Relever une maison entière en une matinée
La rapidité reste l’argument le plus tangible. Le BLK360-G2 réalise un balayage couleur à 360° en moins de vingt secondes, pour une portée de 0,6 à 60 mètres. Une seule station suffit généralement à couvrir une pièce d’habitation courante.
Sur des volumes plus vastes, les modèles supérieurs vont encore plus vite. Le Leica RTC360 monte à deux millions de points par seconde, couvre de 0,5 à 130 mètres et boucle une station en deux minutes. Sa batterie tient quatre heures, de quoi enchaîner un pavillon et son terrain.
Pour une maison individuelle, on parle donc d’une matinée sur place quand un relevé traditionnel mobiliserait deux personnes une journée. Le gain se prolonge ensuite au bureau, les plans se dessinant directement à partir des données capturées. Moins d’allers-retours sur site signifie aussi moins de dérangement pour les occupants, argument qui pèse lorsque la maison reste habitée pendant l’étude.
Plaquiste : quels outils pour poser vite, bien, et sans forcer ?
Combien coûte un scanner laser pour le bâtiment ?
Les tarifs publics des distributeurs donnent une idée nette du ticket d’entrée. Les prix ci-dessous sont relevés chez STTL et s’entendent hors taxes, hors accessoires et hors formation.
- Leica BLK360 SE : 16 120 € HT
- Leica BLK360-G2 : 23 920 € HT
- Leica BLK2GO, scanner mobile porté à la main : 29 900 € HT
- Leica BLK ARC, version embarquée : 41 375 € HT
- Leica RTC360 : 54 331 € HT
- Logiciel de recalage Cyclone Register 360 : 2 150 € HT
Ces montants expliquent pourquoi artisans et maîtres d’œuvre passent massivement par la location. Les distributeurs entretiennent des parcs dédiés, STTL annonçant par exemple trois cents instruments disponibles à la location.
Le choix se joue donc sur la fréquence réelle d’utilisation. Un bureau d’études qui numérise plusieurs bâtiments par mois amortit vite l’achat, tandis qu’un particulier ou un artisan occasionnel a tout intérêt à commander le relevé à un géomètre-expert, qui livrera directement des plans exploitables plutôt qu’un fichier brut à traiter.
Les projets de maison où le scan fait la différence
L’extension arrive en tête des usages.
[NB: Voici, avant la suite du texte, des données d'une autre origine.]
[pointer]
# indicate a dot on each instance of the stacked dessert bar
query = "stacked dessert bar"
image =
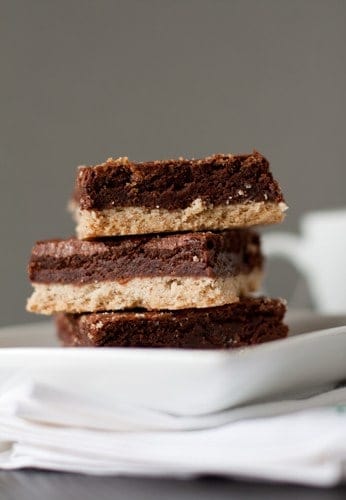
(164, 256)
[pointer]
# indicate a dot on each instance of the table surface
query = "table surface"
(41, 485)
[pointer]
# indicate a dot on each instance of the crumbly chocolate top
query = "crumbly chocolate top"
(187, 254)
(249, 321)
(175, 184)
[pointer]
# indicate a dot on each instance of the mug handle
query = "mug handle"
(288, 246)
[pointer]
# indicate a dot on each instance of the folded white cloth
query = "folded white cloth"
(302, 440)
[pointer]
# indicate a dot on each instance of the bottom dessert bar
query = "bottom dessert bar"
(247, 322)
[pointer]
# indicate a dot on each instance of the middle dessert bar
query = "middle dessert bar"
(174, 271)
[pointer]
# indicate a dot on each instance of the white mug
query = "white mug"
(319, 254)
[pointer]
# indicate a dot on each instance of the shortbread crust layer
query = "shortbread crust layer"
(146, 292)
(198, 216)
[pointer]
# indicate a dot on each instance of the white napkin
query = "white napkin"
(302, 440)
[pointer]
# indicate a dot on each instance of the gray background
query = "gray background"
(85, 80)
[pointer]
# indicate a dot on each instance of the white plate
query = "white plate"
(182, 382)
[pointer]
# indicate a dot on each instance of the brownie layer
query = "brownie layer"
(166, 292)
(197, 217)
(250, 321)
(77, 262)
(176, 184)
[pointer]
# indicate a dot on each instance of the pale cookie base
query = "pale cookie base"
(149, 293)
(196, 217)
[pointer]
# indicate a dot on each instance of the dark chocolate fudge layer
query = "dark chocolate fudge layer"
(176, 184)
(227, 253)
(247, 322)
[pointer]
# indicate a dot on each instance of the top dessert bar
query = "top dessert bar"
(120, 197)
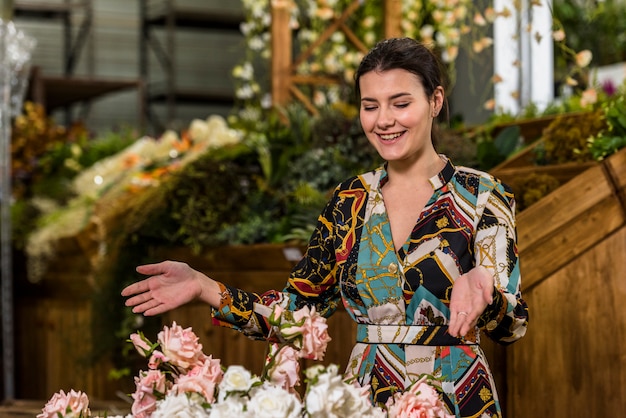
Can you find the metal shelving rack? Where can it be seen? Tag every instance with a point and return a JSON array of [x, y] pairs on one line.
[[166, 16], [66, 90]]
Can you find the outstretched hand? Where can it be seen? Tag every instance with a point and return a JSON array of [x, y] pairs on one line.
[[471, 293], [170, 285]]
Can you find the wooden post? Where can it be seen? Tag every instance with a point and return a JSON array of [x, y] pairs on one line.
[[281, 52], [392, 18]]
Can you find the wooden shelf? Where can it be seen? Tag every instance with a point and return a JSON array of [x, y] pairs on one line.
[[195, 96], [45, 10], [198, 19]]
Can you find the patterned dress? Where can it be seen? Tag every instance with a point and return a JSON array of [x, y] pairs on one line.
[[400, 299]]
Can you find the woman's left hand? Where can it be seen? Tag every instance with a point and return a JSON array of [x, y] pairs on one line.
[[471, 293]]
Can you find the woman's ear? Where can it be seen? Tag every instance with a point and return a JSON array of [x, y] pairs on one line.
[[437, 101]]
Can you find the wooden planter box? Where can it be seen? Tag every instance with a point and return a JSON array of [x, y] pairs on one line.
[[572, 245]]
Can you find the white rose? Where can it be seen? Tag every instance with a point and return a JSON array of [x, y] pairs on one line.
[[236, 379], [180, 406], [270, 401], [233, 406], [199, 130], [331, 397]]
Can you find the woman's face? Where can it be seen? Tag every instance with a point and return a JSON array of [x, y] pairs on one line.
[[396, 115]]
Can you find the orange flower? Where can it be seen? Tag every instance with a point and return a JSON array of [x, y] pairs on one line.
[[559, 35], [583, 58]]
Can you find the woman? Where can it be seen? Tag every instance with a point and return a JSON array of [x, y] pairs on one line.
[[421, 253]]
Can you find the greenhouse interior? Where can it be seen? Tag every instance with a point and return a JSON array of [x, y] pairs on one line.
[[244, 153]]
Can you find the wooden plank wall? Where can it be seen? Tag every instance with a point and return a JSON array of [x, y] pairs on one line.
[[572, 245]]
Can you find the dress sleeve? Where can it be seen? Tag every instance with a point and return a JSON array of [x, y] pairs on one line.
[[506, 319], [312, 282]]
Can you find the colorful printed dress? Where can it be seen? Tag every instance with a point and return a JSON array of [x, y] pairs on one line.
[[399, 299]]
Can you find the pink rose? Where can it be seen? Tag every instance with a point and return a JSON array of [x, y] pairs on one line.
[[74, 403], [156, 359], [141, 344], [180, 346], [285, 370], [150, 387], [420, 400], [315, 336], [202, 379]]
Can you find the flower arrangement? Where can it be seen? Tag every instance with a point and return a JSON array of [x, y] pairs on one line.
[[182, 381], [449, 26]]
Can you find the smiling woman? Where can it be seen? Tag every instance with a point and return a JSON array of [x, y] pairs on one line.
[[421, 253]]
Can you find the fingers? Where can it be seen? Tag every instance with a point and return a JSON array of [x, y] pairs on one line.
[[460, 323], [152, 269]]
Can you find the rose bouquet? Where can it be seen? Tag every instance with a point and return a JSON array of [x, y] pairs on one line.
[[182, 381]]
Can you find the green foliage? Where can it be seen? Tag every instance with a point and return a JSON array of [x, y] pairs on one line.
[[566, 138], [613, 138], [597, 26], [490, 153], [532, 188]]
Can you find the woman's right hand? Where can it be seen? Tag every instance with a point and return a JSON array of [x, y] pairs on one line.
[[171, 284]]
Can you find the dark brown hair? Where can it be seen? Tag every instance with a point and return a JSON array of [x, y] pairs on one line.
[[412, 56]]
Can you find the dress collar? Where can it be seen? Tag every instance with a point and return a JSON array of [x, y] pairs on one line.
[[437, 181]]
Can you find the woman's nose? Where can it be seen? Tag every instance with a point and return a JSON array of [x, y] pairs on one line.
[[385, 119]]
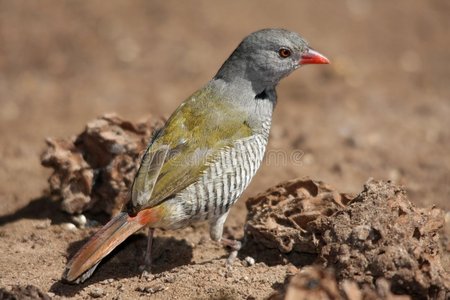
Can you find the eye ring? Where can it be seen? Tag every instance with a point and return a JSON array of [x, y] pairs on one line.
[[284, 52]]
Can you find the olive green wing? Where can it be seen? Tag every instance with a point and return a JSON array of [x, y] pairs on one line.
[[193, 136]]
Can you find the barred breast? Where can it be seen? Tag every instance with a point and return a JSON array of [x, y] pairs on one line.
[[226, 179]]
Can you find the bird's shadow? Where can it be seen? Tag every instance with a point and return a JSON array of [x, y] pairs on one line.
[[124, 261]]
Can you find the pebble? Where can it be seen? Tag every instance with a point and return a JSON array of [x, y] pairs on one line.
[[97, 293], [69, 226], [43, 225], [80, 220], [250, 260], [151, 289]]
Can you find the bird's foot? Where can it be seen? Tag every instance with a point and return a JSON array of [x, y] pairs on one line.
[[146, 272], [146, 268], [235, 247]]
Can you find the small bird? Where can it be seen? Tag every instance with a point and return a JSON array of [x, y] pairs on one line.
[[200, 162]]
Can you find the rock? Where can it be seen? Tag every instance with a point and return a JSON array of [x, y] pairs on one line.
[[250, 261], [68, 226], [377, 235], [23, 292], [94, 170]]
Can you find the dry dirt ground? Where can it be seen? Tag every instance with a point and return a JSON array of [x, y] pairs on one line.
[[381, 110]]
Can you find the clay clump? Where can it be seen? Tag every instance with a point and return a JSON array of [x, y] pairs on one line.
[[377, 234], [97, 166]]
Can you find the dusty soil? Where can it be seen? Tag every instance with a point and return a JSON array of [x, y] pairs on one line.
[[380, 110]]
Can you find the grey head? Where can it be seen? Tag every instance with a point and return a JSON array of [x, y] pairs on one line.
[[266, 56]]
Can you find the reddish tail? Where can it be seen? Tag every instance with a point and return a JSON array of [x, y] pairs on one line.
[[83, 264]]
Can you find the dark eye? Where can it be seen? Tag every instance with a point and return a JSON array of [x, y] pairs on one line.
[[283, 52]]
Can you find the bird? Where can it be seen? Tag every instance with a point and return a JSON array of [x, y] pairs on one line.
[[199, 163]]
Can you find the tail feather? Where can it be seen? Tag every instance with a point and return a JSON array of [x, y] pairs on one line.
[[83, 264]]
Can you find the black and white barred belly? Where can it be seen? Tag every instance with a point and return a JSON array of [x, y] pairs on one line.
[[226, 178]]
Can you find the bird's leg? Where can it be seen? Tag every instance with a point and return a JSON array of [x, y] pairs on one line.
[[235, 247], [146, 267], [216, 232]]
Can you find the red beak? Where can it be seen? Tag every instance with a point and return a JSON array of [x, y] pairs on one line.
[[313, 57]]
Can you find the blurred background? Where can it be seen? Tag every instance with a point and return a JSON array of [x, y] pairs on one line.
[[381, 109]]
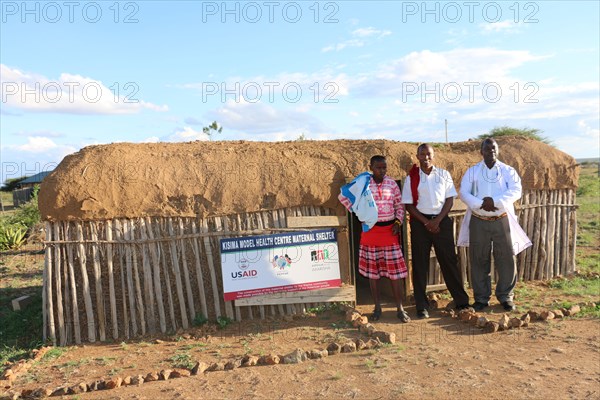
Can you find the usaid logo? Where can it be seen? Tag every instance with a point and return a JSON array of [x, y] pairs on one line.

Dès que la surface de plancher dépasse 150 m² après travaux, le recours à un architecte devient obligatoire selon service-public.gouv.fr, et ce professionnel travaillera d’autant mieux qu’il dispose d’un existant fiable.
La rénovation lourde d’une bâtisse ancienne suit de près. Murs non parallèles, sols qui ondulent, charpentes à la géométrie capricieuse : ce sont exactement les configurations où le nuage de points épargne les mauvaises surprises le jour de la pose.
Le scan joue enfin un rôle de mémoire. Après un dégât des eaux, avant une démolition partielle ou pour documenter un bien avant sa vente, le fichier conserve une trace mesurable de l’état du bâtiment à une date précise. Cette photographie dimensionnelle se relit des années plus tard, ce qu’aucun jeu de photos classiques ne permet vraiment.